Let me be frank. Full, up-front disclosure: I’m not a graphic designer or a photographer. I know very little–all things considered–about light, exposure, hue, saturation and filters and all of those other things that prolific users of Photoshop concern themselves with.
What’s interesting is that it ended up seeming as though it were these precise qualities (or lack there of) that made my reviewing Imagerie rather fitting. App4Mac set out design an image editor for every day use–for people without the expertise needed for professional grade image editing software. For people like me.
But is Imagerie the tool for the lay-persons image editing needs?
Visual Appeal of a Visual App
It would stand to reason that an image editor–primarily concerned with improving the aesthetic quality of visual media–would likely have a slick interface. Unfortunately, that doesn’t necessarily hold true; at least not to the extent to which you might expect.
The interface is not what I would call unattractive, but certainly not slick. It seems a bit unbalanced and cluttered with unnecessary buttons and functions; mostly awkward in general.
For example, the app has three different ways to rotate a selected image that are all visible at once (buttons on the toolbar, a rotation dial in the inspector, and a draggable rotation handle on the image itself.) As an unversed image manipulator, that’s even too many controls for me.
Unfortunately, Imagerie falls short in the areas where intuitiveness matter–especially in an app designed for people otherwise untrained in visual media manipulation.

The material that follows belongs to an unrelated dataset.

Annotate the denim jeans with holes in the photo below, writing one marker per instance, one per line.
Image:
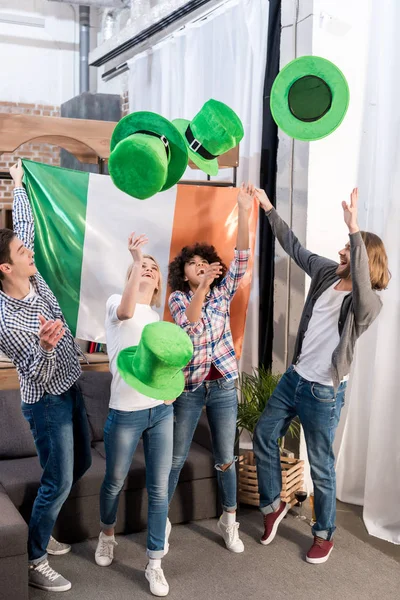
(220, 400)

Jack of All Trades, Master of None
Imagerie has a little bit of functionality for everyone. There’s a built in bitmap editor, vector tools, filters, color control panels, and layers. While I appreciate the functionality, I can’t help but feel like the app misses the mark here. While my everyday image editing needs certainly aren’t voluminous, Imagerie appears to be a case of too many features that aren’t as powerful as they should be.

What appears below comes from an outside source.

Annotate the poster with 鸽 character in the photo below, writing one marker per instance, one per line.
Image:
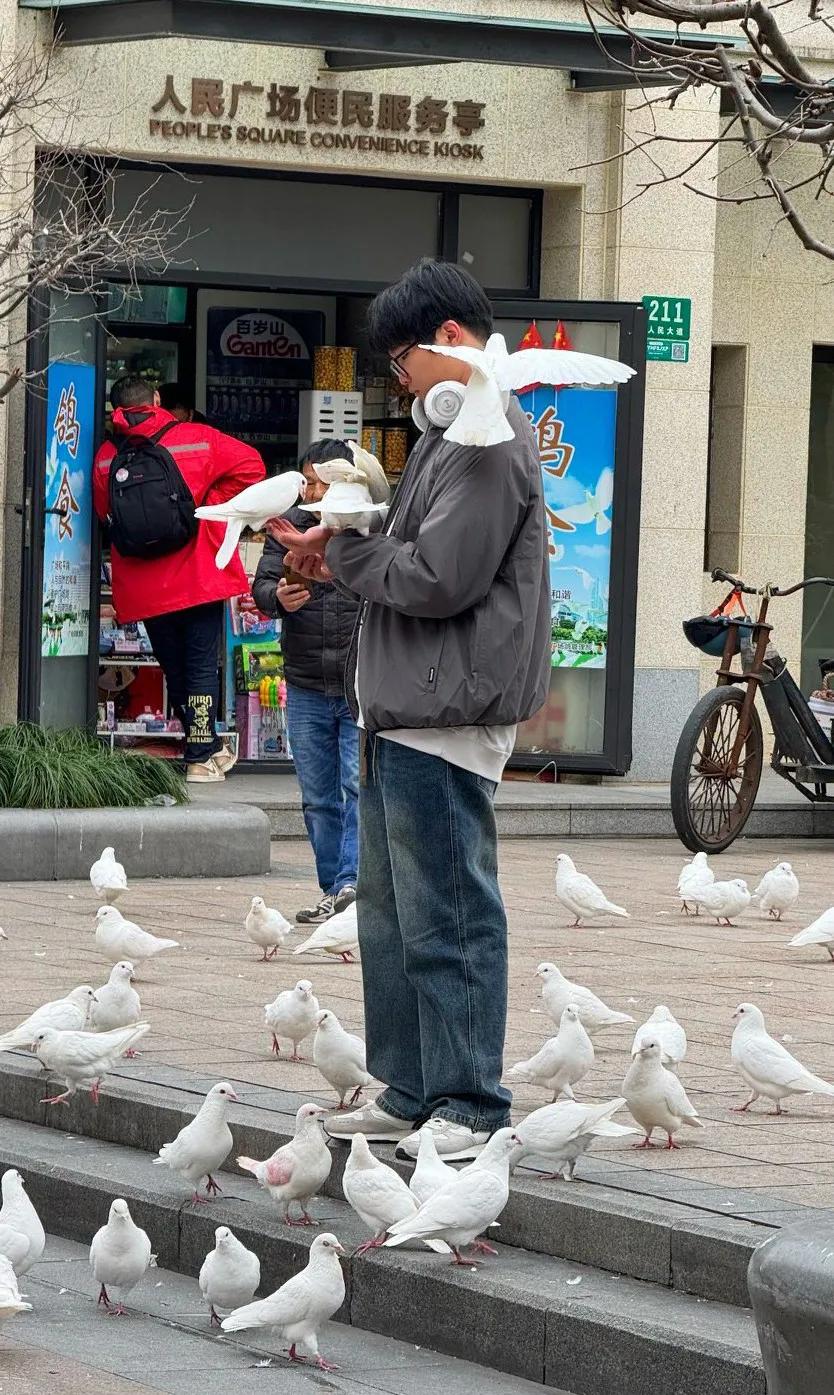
(70, 426)
(575, 430)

The vector tools (quantitatively) are pretty standard. You can place polygons, text, arrows, and draw with a pen tool. You can fill objects with patterns, linear and radial gradients, and solid colors.
The bitmap editor, on the other hand, leaves me longing for MS Paint. You can pencil, brush, and paintbucket, change the color, and zoom in and out. You can’t, however, draw shapes. (I suppose this is covered by the vector tools, since they don’t seem to provide infinite scalability. Isn’t that a major advantage of vector?)

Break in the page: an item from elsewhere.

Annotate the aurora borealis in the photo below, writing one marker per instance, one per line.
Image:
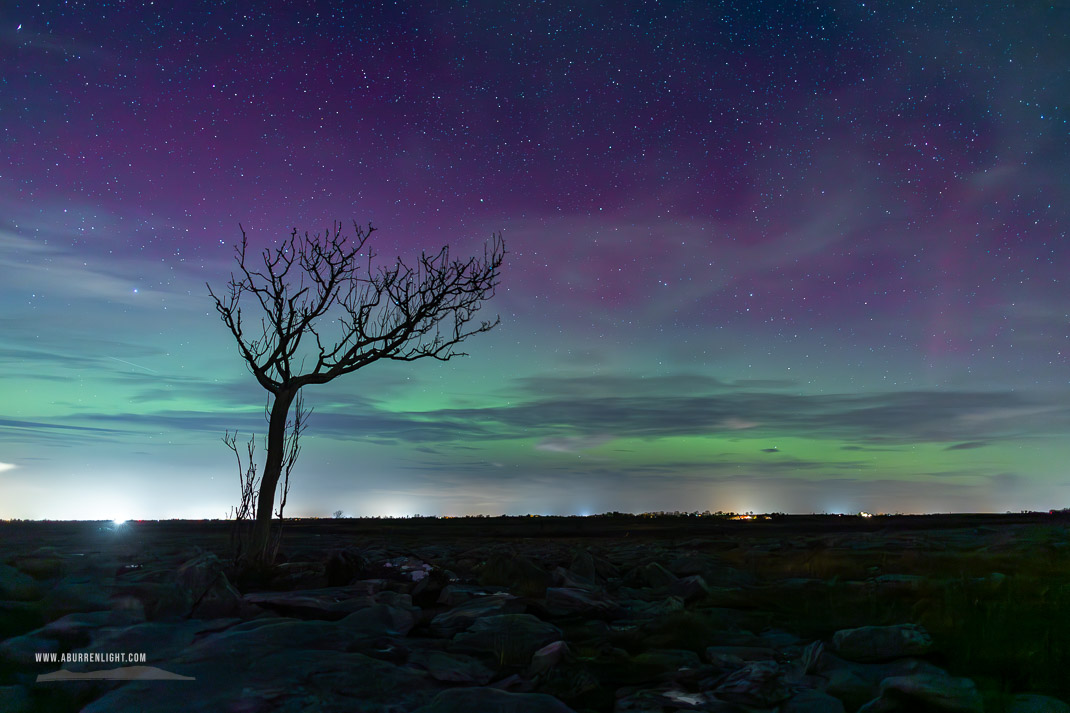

Without the raw power that the big guns like Photoshop and Illustrator have, these tools seem to be mostly capable of providing “cutesy” results.
One exception is the Quick Edit Module. This pop up window allows you to change settings of your image in real time. The feature seems robust, which is more than I can say for the other features. However, if this is what you end up using most, there’s probably a free, more lightweight app that can get the job done just as well.
Beyond the specifics of image editing, there are several features that I absolutely must commend. First and foremost would have to be the history navigator, which is brilliant in its simplicity. A toolbar button activates an unobtrusive panel in the bottom of the window, and you can drag the slider back through the edits you’ve made to the image.
I’ve used the professional grade software before (Photoshop, Illustrator), and I must say that this implementation of the standard “undo” feature is fantastic, in comparison.
I’m sure other users will agree that it can be infuriating to continuously click “undo”, or use the drop down menu to determine which “brush stroke” you want to go back to. With Imagerie’s slider, you simply drag backward until you see the image you want to work with.
The other features that I really enjoyed (and that I feel are appropriate for an everyday image editor) are more meta than the previously discuss features. Imagerie includes toolbar buttons that allow you to email your image directly to someone (without having to save or render–pretty neat) and to export your image or upload it to an FTP client. The app can also take direct input from a webcam.
The Bottom Line
Ultimately, I’d like to say Imagerie is great. I think the reality is, however, that the idea is great, the audience is great, and a few of the features are great, while the overall execution unfortunately misses the mark.
This app’s utility could be dramatically improved by narrowing the scope, solidifying the target market, and implementing a successful execution. Imagerie is designed (at least ideologically) around the concept of simplicity. The interface and functionality should mirror that.
I admitted at the beginning of this post that my knowledge of, and experience with, image editing is relatively limited, so I’m curious to know what features you’d look for in a lightweight, everyday image editor.
What functions do you want your “express” editor to handle, and what can be left to the big boys like Photoshop?